El Maestro

Salvador Oliver Urdiales nace en agosto de 1968 en la ciudad suiza de Zurich, donde sus padres habían emigrado años atrás como tantos otros españoles de la época. No obstante, pocos meses después volvía a España para instalarse en el barrio de El Perchel de la capital malagueña, barrio que desde aquella tierna infancia ha venido marcando el carácter y personalidad de Salvador, entusiasta y apasionado de Málaga y sus tradiciones, en especial por el mundo de las hermandades y cofradías de Semana Santa.

Desde su juventud, ha pertenecido a la Hermandad de La Estrella y a la Archicofradía de La Esperanza, siendo un enamorado de las imágenes de las dolorosas de ambas corporaciones. También es hermano de las otras dos cofradías radicadas en la Parroquia de Santo Domingo, los Dolores del Puente y la Congregación de Mena, reafirmando así su interés por su barrio de El Perchel y su entorno cofrade más cercano.

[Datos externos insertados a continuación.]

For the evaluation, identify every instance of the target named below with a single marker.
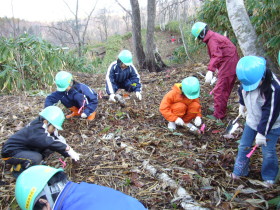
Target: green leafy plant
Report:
(27, 62)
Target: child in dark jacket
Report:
(260, 94)
(122, 74)
(77, 97)
(36, 141)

Siendo albacea de la Hermandad de la Estrella, y deseoso de engrandecer el ajuar de su querida dolorosa, comienza a realizar en su domicilio sus primeras piezas de bordado, y gracias a su vinculación con la Archicofradía de la Esperanza, puede estudiar minuciosamente las importantes obras de bordado que atesora esta corporación. Sin embargo, su primer encargo no le llegaría hasta el año 1990, siendo el mismo la toca de sobremanto de su querida Virgen de la Estrella, a la que, como él mismo reconoce, le debe el haberse dedicado a este oficio.

El maestro Slavador Oliver

Su decisión de fundar un taller y dedicarse de forma profesional al bordado en oro se remontan a mayo de 1993, estableciendo su primera sede en un edificio de la céntrica calle Santa Lucía, para trasladarse pocos años después, a un cercano emplazamiento de la calle Luís de Velázquez. Sin embargo, fue en julio de 2008 cuando vio cumplido su anhelo de tener su taller en su querido barrio, contando en la actualidad con un amplio local en el número 2 de la perchelera calle Muñoz Torrero.

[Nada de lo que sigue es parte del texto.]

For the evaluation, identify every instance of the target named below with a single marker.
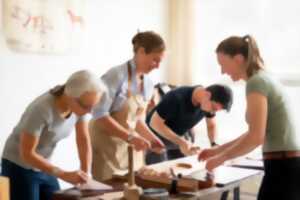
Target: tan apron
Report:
(110, 153)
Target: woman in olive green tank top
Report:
(269, 120)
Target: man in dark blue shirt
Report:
(182, 108)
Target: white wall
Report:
(274, 25)
(110, 27)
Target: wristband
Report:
(213, 144)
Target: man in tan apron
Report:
(120, 118)
(110, 153)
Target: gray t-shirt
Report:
(281, 133)
(42, 120)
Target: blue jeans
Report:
(28, 184)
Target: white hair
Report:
(83, 81)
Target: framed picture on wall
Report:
(43, 26)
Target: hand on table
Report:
(188, 149)
(139, 143)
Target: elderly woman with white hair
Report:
(47, 120)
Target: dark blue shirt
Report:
(177, 110)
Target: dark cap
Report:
(221, 94)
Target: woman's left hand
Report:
(214, 162)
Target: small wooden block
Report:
(132, 192)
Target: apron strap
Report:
(129, 92)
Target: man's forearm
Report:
(144, 131)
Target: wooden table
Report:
(227, 178)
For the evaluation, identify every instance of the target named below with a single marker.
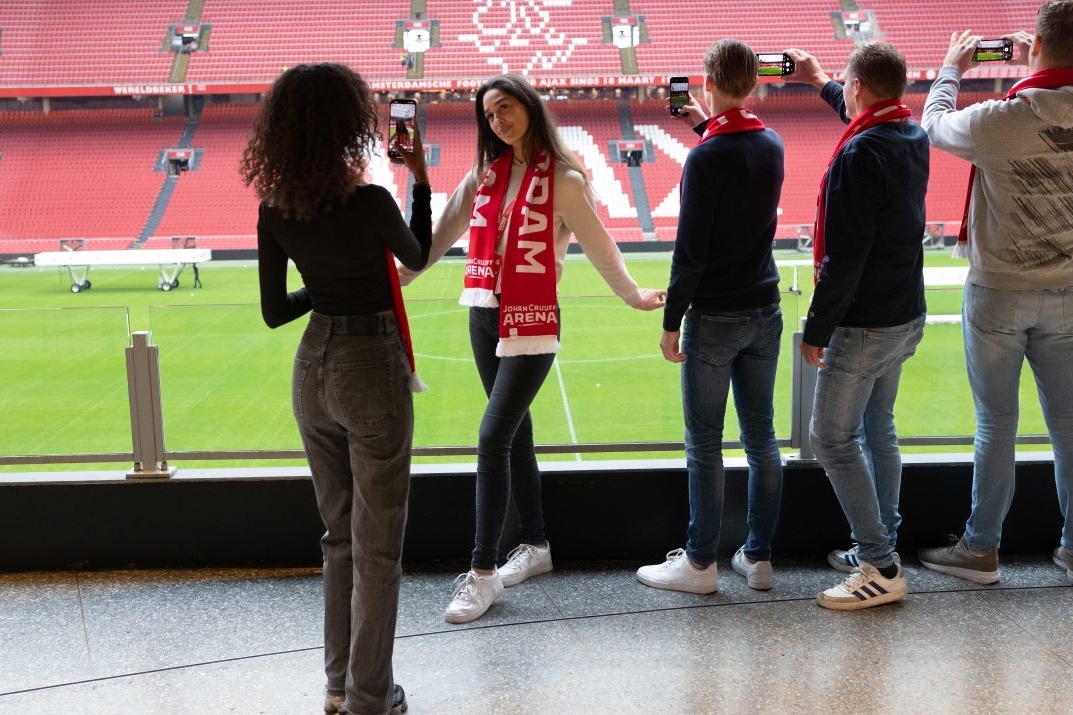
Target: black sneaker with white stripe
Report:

Desde sus inicios, y gracias al carácter meticuloso y perfeccionista de Salvador Oliver, su taller ha ido formando a un buen número de bordadores y ha realizado cuantiosos ejemplos de bordado artesanal para Hermandades y Cofradías, contando con piezas de gran singularidad y maestría, debidas en gran medida al constante estudio de las distintas disciplinas del bordado, a la investigación y desarrollo de nuevas técnicas y a la regeneración y recuperación de otras perdidas en el tiempo.